I did not mention Stephen Miller because he is relevant for the shooting, but for the assessment of the DHS as a whole. If you have actual confidence in the DHS to lead an independent investigation of its own agents, considering the people in charge, you must be very naive.

Your country has taken a sudden and deep authoritarian turn and is right on its way into fascism. We've seen this in our own countries 90-100 years ago, it looks and sounds all too familiar. The past few months have already shown that the democratic system is in fact very fragile and can fall apart faster than people would have thought. Better wake up until it's too late!

  • CMay a day ago

    Set a reminder for yourself in 20 years to think back on these times. Not all of your thoughts about these times will be correct, because almost nobody is 100% correct about all of the things all of the time. Recall how sure the media was about this and that, but it never panned out. It will be illuminating.

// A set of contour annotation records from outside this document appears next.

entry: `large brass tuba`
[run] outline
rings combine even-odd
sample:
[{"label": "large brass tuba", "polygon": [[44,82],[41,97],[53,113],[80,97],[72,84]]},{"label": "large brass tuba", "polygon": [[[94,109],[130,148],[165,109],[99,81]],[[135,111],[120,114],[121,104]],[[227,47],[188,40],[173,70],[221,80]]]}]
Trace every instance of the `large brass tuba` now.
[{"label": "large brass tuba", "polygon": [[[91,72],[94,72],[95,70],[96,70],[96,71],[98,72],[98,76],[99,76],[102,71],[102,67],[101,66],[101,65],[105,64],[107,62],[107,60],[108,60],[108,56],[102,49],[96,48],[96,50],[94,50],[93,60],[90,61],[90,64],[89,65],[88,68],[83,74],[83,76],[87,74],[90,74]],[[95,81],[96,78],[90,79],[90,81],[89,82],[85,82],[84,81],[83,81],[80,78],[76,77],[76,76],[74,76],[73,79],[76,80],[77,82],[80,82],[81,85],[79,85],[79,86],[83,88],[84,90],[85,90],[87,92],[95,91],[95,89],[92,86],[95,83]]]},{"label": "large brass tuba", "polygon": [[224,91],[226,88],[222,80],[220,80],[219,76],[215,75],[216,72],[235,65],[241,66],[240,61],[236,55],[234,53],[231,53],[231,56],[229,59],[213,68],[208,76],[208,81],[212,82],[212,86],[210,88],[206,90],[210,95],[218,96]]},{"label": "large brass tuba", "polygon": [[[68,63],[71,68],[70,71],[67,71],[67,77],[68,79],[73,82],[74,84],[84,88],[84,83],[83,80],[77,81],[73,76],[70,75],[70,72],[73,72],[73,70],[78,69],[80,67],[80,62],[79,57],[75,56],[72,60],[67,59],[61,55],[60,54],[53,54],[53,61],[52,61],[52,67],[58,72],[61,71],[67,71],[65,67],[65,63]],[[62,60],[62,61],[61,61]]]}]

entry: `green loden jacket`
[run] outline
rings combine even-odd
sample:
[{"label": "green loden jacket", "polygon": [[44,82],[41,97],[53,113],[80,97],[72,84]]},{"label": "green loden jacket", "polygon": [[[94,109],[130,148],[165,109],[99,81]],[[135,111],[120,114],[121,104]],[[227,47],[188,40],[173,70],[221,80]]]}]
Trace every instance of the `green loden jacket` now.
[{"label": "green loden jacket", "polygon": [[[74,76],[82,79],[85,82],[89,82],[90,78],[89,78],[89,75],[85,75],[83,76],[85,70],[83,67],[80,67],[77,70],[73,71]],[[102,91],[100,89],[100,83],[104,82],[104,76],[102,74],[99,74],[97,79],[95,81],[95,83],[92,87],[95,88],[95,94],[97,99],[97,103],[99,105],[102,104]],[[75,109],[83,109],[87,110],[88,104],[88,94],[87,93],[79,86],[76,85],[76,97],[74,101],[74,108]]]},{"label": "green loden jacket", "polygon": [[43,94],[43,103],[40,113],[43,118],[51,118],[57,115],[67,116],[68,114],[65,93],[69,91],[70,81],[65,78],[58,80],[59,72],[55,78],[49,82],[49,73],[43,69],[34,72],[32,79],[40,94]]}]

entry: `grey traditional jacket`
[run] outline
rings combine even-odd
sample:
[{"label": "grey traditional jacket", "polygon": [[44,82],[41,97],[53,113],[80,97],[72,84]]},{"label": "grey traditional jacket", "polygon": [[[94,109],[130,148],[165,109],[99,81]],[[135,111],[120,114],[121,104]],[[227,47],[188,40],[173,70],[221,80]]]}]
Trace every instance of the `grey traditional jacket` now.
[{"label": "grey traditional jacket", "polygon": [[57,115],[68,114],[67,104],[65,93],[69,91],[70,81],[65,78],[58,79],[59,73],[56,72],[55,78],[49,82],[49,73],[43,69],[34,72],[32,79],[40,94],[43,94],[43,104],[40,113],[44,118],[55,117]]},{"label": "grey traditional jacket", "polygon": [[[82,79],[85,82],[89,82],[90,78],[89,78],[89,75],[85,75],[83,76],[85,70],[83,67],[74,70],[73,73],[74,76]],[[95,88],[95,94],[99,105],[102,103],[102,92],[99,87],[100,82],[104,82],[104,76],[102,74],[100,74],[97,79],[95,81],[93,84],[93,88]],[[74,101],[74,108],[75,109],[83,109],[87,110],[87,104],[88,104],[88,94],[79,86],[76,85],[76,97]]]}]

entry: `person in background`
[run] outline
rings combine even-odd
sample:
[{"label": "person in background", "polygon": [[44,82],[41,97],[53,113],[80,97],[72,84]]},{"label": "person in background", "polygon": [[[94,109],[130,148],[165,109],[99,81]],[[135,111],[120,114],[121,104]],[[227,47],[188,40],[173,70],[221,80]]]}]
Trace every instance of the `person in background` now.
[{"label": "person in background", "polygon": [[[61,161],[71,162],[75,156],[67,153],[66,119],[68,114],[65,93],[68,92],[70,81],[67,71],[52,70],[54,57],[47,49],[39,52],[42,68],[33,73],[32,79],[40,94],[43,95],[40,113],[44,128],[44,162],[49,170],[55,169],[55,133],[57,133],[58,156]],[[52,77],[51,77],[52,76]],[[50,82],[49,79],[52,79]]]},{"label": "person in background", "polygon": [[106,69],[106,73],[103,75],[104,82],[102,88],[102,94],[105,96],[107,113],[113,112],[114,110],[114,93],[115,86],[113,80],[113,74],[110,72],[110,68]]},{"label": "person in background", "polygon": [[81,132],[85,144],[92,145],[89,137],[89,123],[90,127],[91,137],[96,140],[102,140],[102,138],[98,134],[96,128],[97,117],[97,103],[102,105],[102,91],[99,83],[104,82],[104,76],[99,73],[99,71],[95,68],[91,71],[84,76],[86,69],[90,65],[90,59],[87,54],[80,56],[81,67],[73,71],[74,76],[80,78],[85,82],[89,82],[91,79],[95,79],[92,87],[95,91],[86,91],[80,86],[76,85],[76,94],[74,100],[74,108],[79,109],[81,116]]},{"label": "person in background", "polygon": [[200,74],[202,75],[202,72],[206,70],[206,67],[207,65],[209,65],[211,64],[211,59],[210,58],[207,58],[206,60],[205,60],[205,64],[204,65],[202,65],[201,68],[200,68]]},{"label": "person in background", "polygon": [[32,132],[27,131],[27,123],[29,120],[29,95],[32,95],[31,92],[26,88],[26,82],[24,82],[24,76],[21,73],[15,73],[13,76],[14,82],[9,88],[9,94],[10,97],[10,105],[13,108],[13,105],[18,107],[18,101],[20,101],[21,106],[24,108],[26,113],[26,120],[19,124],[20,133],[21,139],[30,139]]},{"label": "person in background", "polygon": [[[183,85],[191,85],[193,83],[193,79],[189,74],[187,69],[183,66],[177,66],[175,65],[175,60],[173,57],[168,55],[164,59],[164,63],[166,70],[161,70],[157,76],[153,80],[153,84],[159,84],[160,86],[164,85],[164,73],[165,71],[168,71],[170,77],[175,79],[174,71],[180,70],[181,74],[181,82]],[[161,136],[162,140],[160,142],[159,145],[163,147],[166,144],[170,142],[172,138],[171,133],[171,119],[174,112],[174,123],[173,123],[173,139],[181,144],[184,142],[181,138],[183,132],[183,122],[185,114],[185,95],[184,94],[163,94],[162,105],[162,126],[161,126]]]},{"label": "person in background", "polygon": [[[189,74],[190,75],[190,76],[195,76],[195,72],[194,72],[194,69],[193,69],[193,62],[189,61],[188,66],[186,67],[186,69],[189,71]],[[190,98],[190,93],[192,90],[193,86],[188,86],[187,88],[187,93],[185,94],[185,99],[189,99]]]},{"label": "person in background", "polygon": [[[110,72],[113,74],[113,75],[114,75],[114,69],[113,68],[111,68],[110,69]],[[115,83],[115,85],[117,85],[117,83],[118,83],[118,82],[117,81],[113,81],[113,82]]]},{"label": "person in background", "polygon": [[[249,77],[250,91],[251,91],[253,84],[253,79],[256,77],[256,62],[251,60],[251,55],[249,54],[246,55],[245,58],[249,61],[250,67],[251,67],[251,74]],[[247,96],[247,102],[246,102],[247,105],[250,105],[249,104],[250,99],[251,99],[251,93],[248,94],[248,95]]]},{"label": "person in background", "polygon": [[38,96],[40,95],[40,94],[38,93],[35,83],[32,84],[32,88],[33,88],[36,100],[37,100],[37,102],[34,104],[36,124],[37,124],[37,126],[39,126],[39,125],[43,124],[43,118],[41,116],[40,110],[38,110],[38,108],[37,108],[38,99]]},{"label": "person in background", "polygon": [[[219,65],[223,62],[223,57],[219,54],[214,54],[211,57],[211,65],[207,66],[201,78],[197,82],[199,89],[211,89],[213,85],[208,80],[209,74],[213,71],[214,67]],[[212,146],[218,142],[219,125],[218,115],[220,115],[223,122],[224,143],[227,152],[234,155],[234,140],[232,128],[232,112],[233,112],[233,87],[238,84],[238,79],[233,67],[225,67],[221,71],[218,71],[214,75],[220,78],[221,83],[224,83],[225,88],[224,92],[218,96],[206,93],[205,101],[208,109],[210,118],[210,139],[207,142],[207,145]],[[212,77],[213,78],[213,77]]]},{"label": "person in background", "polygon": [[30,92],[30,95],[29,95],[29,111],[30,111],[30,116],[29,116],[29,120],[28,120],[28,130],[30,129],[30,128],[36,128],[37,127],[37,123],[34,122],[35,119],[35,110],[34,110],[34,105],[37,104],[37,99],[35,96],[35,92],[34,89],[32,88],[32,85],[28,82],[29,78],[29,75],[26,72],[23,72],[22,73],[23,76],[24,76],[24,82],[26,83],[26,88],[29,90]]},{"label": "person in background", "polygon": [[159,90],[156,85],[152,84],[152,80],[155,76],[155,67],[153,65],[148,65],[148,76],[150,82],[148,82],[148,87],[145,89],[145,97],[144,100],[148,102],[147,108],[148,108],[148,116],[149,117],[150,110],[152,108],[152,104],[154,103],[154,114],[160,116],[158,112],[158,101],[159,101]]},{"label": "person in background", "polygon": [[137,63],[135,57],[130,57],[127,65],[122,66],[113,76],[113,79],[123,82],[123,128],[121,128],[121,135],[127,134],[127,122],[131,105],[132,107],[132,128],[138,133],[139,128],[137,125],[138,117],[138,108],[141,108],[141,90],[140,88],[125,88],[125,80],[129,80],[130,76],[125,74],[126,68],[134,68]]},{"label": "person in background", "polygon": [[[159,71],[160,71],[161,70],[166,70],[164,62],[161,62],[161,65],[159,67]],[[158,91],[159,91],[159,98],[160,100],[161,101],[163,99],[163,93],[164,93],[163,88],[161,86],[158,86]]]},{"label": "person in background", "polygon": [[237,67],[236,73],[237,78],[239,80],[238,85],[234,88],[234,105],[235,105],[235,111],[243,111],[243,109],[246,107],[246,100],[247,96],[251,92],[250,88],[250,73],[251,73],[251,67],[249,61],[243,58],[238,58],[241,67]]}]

    • spacechild1 a day ago

      Thanks, but luckily I can recognize authoritarianism and facism when they're happening. No need to wait 20 years. We're seeing similar tendencies all over Europe and your fucking government is supporting them.

      • CMay 20 hours ago

        Fascism isn't possible here without stealing control of education and other institutions in a bunch of states, but what Trump has been doing is increasing education freedom. A similar argument is made with socialism and communism. "Socialism is not communism!", but you can get to communism through socialism. It's just that, in the US to do that you have to control education and other institutions in numerous states simultaneously. Marxists did try that and it's why we've had the culture war here, but we've been pushing back.

        Fascists and communists also like to control language. It was Marxist movements trying to control language here and cancelling people, with widespread pressure campaigns to divide communities. Trump's unfiltered rhetoric drove them crazy and created space in the public sphere for people to speak their mind even if it wasn't politically correct. So Trump has also helped freedom of speech.

        There are several other issues like that which are being addressed. It's not that everyone thinks Trump is a beacon of morality and sanity, it's just that he's getting things done that are legitimately helping address the country's challenges at the moment in time we're in.

        Putting pressure on Venezuela and Iran with CIA, Mossad and the military has probably significantly delayed China's move on Taiwan. It may have even contributed to Xi Jinping's timing in arresting the last of his military high command which is unprecedented.

        We'll be ok here in the US and our behavior today is in line with some pretty traditional national strategy. We were in luxury mode for too long, so part of what is happening is we're playing catch-up, which tends to involve some rudeness and chaos.